Kontrolle ist Sache der Länder
In der Bundespolitik lässt sich regelmäßig dieselbe Auseinandersetzung zweier Grundüberzeugungslinien beobachten. Auf der einen Seite Befürworter strenger, klarer Gesetze insbesondere bei der Nutztierhaltung, auf der anderen diejenigen, die Freiwilligkeitsmethoden bevorzugen, wie beim umstrittenen Tierschutzlabel von Christian Schmidt. Dazu kommt eine zersplitterte Zuständigkeit. So haben sowohl der Bundesagrarminister als auch die Umweltministerin Zuständigkeiten, hinzukommt der Verbraucherschutz und im Zweifel Gesundheit. Geht es aber beispielsweise um Tiere in Zirkussen, liegt es am Ende an den Kommunen, ob sie entsprechende Gastspiele genehmigen.
Gesetze, Verordnungen und Vorschriften nutzen aber letztlich wenig ohne Kontrolle und Sanktionen. Kontrolle ist in der Regel Sache der Länder, die das schon mal auf die Kreisebene delegieren, etwa im Fall von Veterinärämtern. Wenn dann der Bund den Ländern vorwirft, die Kontrolle zu vernachlässigen, vergisst er zuweilen, dass die Länder zur Einhaltung der Schuldenbremse gezwungen sind, und eben auch schon mal an genau diesen Stellen den Rotstift angesetzt haben.

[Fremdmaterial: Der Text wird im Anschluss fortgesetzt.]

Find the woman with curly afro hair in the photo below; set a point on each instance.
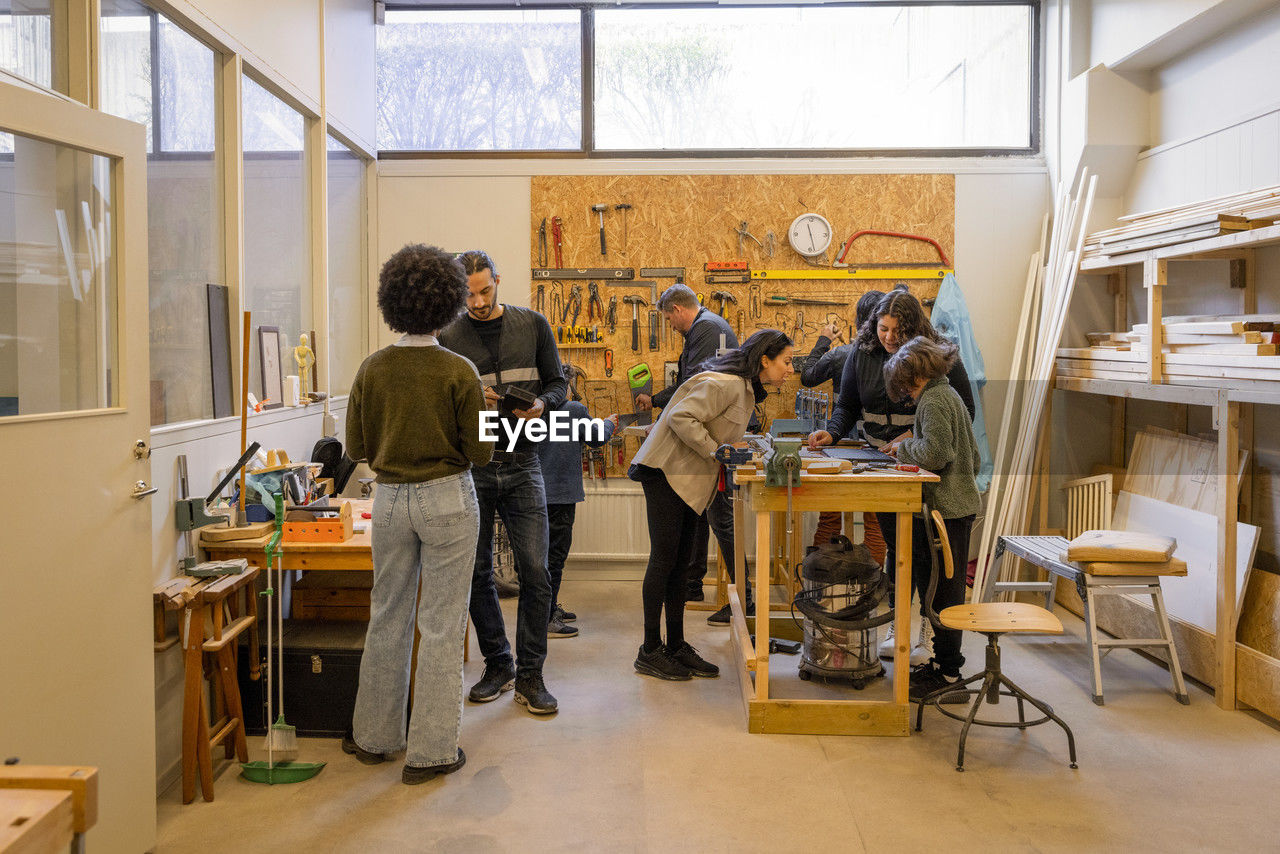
(414, 414)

Ganz handlungsunfähig sind die Länder dennoch nicht. So hat beispielsweise das Saarland, das unter strengen Sanierungsauflagen steht und somit nur bescheidene finanzielle Möglichkeiten hat, mit einem neuen Hochschulgesetz die Möglichkeit zu einem tierversuchsfreien Studium geschaffen und fördert tierversuchsfreie Forschungsmethoden, wofür das Land von "Ärzte gegen Tierversuche" als Pionier gelobt wurde. Tierversuche verbieten kann das Land hingegen nicht, denn das wiederum fällt in die Zuständigkeit des Bundes. Und das Saarland hat als eines der ersten Bundesländer einen Tierschutzbeauftragten installiert.

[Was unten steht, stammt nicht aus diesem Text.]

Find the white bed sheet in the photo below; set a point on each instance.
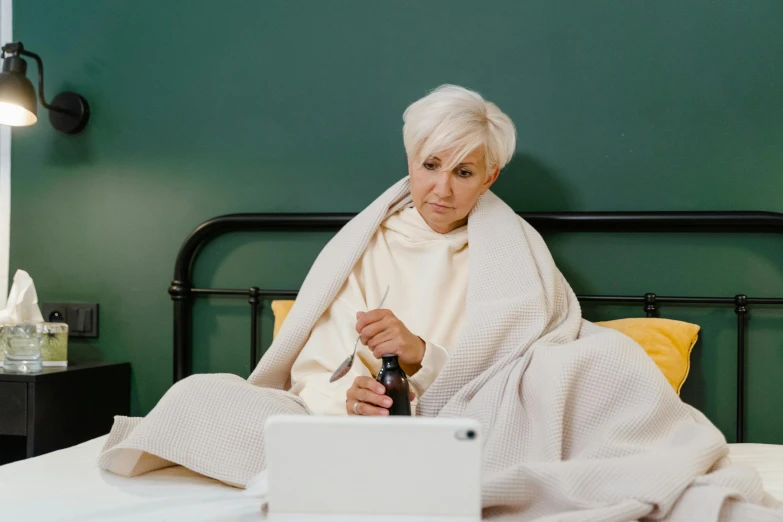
(68, 486)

Gelegentlich macht sich die Bevölkerung aber auch selbst das Thema zu eigen. In Brandenburg sammelten beispielsweise im vergangenen Jahr Initiatoren für ein Volksbegehren gegen Massentierhaltung mit über 100.000 Unterschriften deutlich mehr als erforderlich. Es kam zu einem politischen Kompromiss für strengere Auflagen, um dessen Umsetzung allerdings bis heute gestritten wird. In der Schweiz gibt es Bestrebungen zu einer "Nationalen Volksinitiative" Anfang kommenden Jahres zur Abschaffung der Massentierhaltung.